Love and Human Remains is a 1993 Canadian film directed by Denys Arcand and based on Brad Fraser's stage play Unidentified Human Remains and the True Nature of Love. Fraser also wrote the screenplay for the film adaptation. The film version follows the story line of the original play fairly closely: a gay man and his heterosexual, female roommate (who sexually experiments by having sex with a lesbian) try to find love and sexual gratification in Edmonton, as a serial killer is loose in the city.

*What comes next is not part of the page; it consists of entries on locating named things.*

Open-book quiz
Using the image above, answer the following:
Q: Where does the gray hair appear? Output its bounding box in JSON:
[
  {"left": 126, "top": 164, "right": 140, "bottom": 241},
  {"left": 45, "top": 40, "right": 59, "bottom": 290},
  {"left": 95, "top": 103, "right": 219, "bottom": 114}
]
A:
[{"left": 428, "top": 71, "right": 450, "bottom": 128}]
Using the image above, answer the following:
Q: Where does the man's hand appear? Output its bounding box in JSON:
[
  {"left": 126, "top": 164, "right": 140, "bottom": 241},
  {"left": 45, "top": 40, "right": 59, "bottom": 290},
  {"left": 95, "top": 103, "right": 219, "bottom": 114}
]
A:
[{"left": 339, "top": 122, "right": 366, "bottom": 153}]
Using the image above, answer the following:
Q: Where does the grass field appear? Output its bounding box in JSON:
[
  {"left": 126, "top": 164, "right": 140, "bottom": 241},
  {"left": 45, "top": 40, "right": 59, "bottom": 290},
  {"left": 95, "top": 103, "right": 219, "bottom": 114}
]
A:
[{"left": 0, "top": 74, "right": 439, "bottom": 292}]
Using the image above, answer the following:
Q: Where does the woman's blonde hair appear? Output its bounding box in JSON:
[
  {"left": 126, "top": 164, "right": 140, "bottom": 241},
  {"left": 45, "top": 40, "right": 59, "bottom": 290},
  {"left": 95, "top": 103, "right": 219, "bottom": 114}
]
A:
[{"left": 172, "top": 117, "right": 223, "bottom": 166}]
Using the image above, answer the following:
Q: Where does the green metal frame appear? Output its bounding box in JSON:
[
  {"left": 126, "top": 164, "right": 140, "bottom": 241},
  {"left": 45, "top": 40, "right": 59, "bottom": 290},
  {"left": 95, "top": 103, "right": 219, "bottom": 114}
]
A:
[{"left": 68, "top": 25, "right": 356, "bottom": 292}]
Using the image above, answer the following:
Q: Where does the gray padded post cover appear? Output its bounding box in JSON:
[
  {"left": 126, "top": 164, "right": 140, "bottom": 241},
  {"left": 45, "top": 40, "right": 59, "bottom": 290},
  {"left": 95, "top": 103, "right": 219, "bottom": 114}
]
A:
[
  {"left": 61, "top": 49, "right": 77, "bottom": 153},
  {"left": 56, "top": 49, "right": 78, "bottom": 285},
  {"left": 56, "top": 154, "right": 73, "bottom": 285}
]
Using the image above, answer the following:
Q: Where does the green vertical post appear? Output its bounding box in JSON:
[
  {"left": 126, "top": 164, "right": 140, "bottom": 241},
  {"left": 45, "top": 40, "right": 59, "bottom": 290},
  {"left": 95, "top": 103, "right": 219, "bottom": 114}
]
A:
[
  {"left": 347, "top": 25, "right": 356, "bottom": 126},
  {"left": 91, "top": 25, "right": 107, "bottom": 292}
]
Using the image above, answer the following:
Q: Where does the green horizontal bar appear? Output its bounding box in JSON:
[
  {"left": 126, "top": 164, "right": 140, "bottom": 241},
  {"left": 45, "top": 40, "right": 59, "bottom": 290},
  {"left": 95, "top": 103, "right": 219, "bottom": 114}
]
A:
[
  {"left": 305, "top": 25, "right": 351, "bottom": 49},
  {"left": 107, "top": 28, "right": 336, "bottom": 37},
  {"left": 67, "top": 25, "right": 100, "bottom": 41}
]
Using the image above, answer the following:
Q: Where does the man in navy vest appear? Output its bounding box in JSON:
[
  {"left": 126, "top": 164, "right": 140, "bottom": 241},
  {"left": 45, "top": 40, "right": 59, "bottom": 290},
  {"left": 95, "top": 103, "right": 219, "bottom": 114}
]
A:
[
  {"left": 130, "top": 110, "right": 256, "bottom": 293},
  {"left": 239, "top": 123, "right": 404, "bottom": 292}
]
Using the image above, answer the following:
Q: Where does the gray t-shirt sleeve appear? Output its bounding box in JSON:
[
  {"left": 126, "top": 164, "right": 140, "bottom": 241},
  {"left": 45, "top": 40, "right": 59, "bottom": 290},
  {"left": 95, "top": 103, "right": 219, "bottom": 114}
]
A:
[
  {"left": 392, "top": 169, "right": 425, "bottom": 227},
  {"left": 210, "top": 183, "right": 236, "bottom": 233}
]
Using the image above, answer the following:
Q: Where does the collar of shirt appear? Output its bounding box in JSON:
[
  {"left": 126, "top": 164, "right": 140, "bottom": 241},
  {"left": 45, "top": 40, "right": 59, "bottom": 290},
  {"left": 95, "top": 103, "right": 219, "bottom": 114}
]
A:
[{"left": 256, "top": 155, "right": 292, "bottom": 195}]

While the film was shot on location in Montreal, Quebec, the original stage play and the screenplay are both set in Edmonton, Alberta. There are attempts made in the dialogue, props and background film footage to identify the city as Edmonton, as in David's remark, "Let's order a Rosebowl pizza and discuss your sexual crises" (Rose Bowl Pizza was a well-known restaurant and bar in Edmonton). In another scene, the TV news reporter signs off from "CFR-" and gets cut off by the TV remote control before she can say "-N", the final call letter of Edmonton's CTV affiliate station. Sal's remark, "It's chicken night at Flash", is an allusion to Flashback, a long-gone Edmonton gay bar. There's also repeated use of a Sun newspaper (the Edmonton Sun is one of the city's major daily newspapers, although the city's name is not included in the masthead of the prop paper) and CBC-TV Canadian Football League footage of an Edmonton Eskimos game.

Fraser won a Genie Award for his adapted screenplay, while stars Mia Kirshner, Joanne Vannicola and Matthew Ferguson received acting nominations.

In 2011, it was finally released on Region 1 DVD from Sony Pictures Classic's MOD service. It is also available in the UK on a Region 0 ("region-free") PAL DVD issued by Arrow Films.

==Reception==
On the review aggregator website Rotten Tomatoes, 73% of 15 critics' reviews are positive.